No significant change involved the use of litigation article 241 CCU. Until recently, this provision of this article served as protection for contracts concluded in excess of authority. It provides that transaction is committed representative of abuse of authority, creates, modifies, terminates the civil rights and obligations of a person whom he represents, only in case of subsequent approval of the transaction that person. Transaction deemed to be approved especially if the person he represents, committed acts that indicate the decision to his execution.
In the context of considerable interest is the decision of 01.13.2010 SECU the case № 32/572. Subject dispute was plaintiff's claim to recognize the agreements reached between the plaintiff and defendant, void; cause of action is an abuse of authority Chairman of the Supervisory Board, who signed contracts impugned by the plaintiff because the plaintiff neither statute nor the statute of the Supervisory Board of the plaintiff, it granted the appropriate authority for the commission of such acts by the bank.

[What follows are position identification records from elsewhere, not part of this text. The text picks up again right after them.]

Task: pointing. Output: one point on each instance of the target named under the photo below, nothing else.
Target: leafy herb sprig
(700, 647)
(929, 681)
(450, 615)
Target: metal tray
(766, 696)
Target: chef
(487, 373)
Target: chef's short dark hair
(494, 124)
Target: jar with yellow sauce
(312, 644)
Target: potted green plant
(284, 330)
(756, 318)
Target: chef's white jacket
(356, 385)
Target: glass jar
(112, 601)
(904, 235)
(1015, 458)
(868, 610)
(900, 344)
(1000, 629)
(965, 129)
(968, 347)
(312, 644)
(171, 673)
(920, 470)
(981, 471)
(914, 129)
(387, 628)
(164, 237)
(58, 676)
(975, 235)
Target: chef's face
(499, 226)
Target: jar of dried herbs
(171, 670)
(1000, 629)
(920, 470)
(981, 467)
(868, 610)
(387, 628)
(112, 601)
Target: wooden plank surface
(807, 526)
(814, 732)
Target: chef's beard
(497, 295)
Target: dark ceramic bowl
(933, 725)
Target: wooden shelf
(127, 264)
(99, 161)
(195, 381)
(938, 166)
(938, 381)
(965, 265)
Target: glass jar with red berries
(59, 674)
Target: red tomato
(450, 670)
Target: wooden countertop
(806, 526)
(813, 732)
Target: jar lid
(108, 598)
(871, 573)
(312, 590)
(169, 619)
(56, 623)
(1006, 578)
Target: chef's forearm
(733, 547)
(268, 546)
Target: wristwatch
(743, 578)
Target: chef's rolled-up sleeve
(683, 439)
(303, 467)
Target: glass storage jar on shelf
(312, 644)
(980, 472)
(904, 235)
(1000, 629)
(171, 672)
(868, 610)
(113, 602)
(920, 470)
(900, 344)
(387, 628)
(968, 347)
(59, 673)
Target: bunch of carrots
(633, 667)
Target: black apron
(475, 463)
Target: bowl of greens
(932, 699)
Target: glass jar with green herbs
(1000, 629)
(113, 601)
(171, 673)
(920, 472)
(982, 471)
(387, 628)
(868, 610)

Abolishing judgment, said SECU - of system analysis CCU regulations article 241 can be concluded that excess agent its authority in committing the transaction is not an unconditional basis for invalidation of the transaction in court if further approval by the person on whose behalf the representative acted. In the study circumstances of the plaintiff pay for controversial contract of sale must reliably determine that payment plaintiff funds for this contract was conducted on behalf of the Plenipotentiary official plaintiff. Addressing this issue directly affects the solution of other important questions, namely: whether there has been a plaintiff approval of the transaction (purchase agreement) done on behalf of the President Supervisory Board and the claimant to resolve the dispute in accordance with law. That is, SECU raised the need for checking the availability of relevant authorities in the person who approved their actions under the controversial transaction article 241 CCU.
Other aspects of these issues will be discussed in subsequent publications.